2. Prefer built-ins and comprehensions over manual Python loops
# Slower -- Python-level loop overhead on every iteration
total = 0
for x in numbers:
total += x * x
# Faster -- sum()/comprehension push the loop into C
total = sum(x * x for x in numbers)
Built-in functions (sum, map, sorted, any, all) and
comprehensions are implemented in C and avoid the per-iteration overhead
of the Python bytecode interpreter loop — a consistent, easy win whenever
applicable.
3. Cache expensive, pure computations
from functools import lru_cache
@lru_cache(maxsize=None)
def expensive_pure_function(n):
...
Memoization turns repeated calls with the same arguments from full
recomputation into O(1) lookups — a large win whenever a pure function is
called repeatedly with overlapping arguments (see the lru_cache
question for caveats).
4. Push numeric/hot loops into vectorized or compiled code
# Pure Python loop -- slow for large arrays
result = [x * 2 + 1 for x in large_list]
# NumPy -- the actual loop runs in C, operating on contiguous memory
import numpy as np
arr = np.array(large_list)
result = arr * 2 + 1
For numeric workloads, NumPy's vectorized operations (and, for more custom logic, Cython or a Rust extension via PyO3) can be one to two orders of magnitude faster than an equivalent pure-Python loop, since they avoid both the per-element interpreter overhead and (for NumPy) operate on tightly-packed memory instead of a list of individually boxed Python objects.
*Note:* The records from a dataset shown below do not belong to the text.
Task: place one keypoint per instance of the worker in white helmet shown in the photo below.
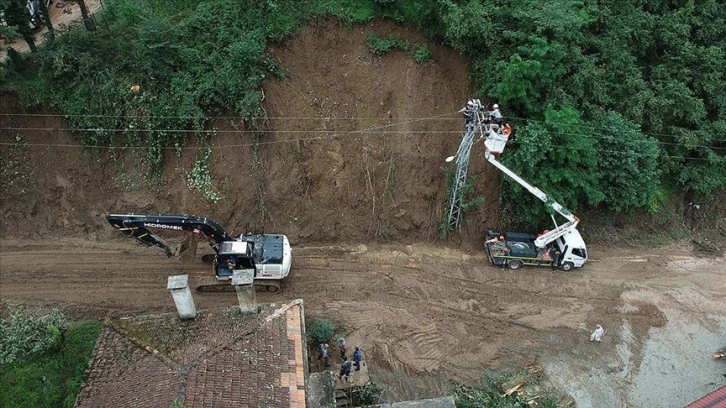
(496, 115)
(468, 112)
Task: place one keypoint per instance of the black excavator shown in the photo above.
(268, 255)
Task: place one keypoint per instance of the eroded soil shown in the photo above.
(350, 170)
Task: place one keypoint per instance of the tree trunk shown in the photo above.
(46, 18)
(87, 19)
(30, 39)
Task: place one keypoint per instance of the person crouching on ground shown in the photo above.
(345, 370)
(597, 334)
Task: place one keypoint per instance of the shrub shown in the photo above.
(380, 46)
(29, 333)
(321, 330)
(421, 54)
(199, 178)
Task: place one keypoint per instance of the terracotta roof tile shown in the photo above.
(716, 399)
(218, 360)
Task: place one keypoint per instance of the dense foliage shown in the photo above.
(608, 99)
(28, 333)
(47, 372)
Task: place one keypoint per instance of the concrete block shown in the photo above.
(243, 281)
(178, 286)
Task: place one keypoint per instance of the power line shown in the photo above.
(451, 116)
(272, 142)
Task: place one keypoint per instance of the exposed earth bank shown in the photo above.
(349, 167)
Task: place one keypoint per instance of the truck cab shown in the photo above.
(515, 249)
(572, 249)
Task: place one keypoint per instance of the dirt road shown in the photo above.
(440, 314)
(62, 13)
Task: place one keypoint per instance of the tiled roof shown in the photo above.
(716, 399)
(220, 360)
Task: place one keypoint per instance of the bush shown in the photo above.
(321, 330)
(421, 54)
(50, 379)
(29, 333)
(380, 46)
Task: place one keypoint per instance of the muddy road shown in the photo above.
(440, 314)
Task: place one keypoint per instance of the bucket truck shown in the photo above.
(561, 247)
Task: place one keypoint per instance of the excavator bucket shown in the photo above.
(187, 250)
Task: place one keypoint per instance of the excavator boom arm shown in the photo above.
(139, 226)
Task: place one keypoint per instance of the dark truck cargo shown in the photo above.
(514, 249)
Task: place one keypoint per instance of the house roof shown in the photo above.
(217, 360)
(716, 399)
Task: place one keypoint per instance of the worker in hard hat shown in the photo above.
(468, 112)
(496, 115)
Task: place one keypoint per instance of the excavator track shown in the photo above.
(213, 285)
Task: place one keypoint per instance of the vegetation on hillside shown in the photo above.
(610, 101)
(43, 358)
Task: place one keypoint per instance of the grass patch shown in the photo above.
(52, 379)
(381, 46)
(523, 389)
(421, 54)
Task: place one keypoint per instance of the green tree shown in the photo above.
(88, 21)
(628, 163)
(559, 156)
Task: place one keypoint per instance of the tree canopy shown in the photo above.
(608, 99)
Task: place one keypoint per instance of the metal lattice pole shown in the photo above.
(462, 166)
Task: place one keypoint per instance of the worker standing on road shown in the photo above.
(345, 370)
(324, 353)
(468, 112)
(597, 334)
(341, 347)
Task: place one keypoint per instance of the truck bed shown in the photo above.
(515, 246)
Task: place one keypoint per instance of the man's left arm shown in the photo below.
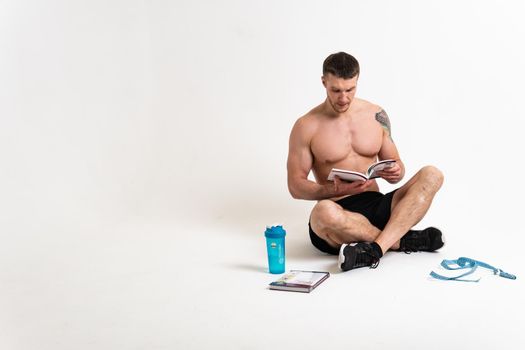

5. Avoid unnecessary object creation in hot paths
# Builds an intermediate list just to throw it away
if [x for x in items if x.active]: # wasteful -- builds the whole list just to check truthiness
...
# any() short-circuits on the first match -- no full list built
if any(x.active for x in items):
...
Small allocation-avoidance changes (generator expressions over list
comprehensions when the full list isn't needed, str.join() over
repeated += string concatenation in a loop) add up in hot code paths.
6. Always profile before and after
Every technique above should be validated against a cProfile/timeit
measurement of the actual bottleneck — optimizing code that isn't on
the hot path adds complexity and risk for no measurable benefit.
Interview-ready summary: Algorithmic complexity dominates all other optimizations — fix O(n²) patterns first. After that, prefer built-ins/ vectorized operations over manual Python loops, cache pure expensive computations, and avoid unnecessary intermediate allocations — but always let profiling data, not intuition, decide where to spend optimization effort.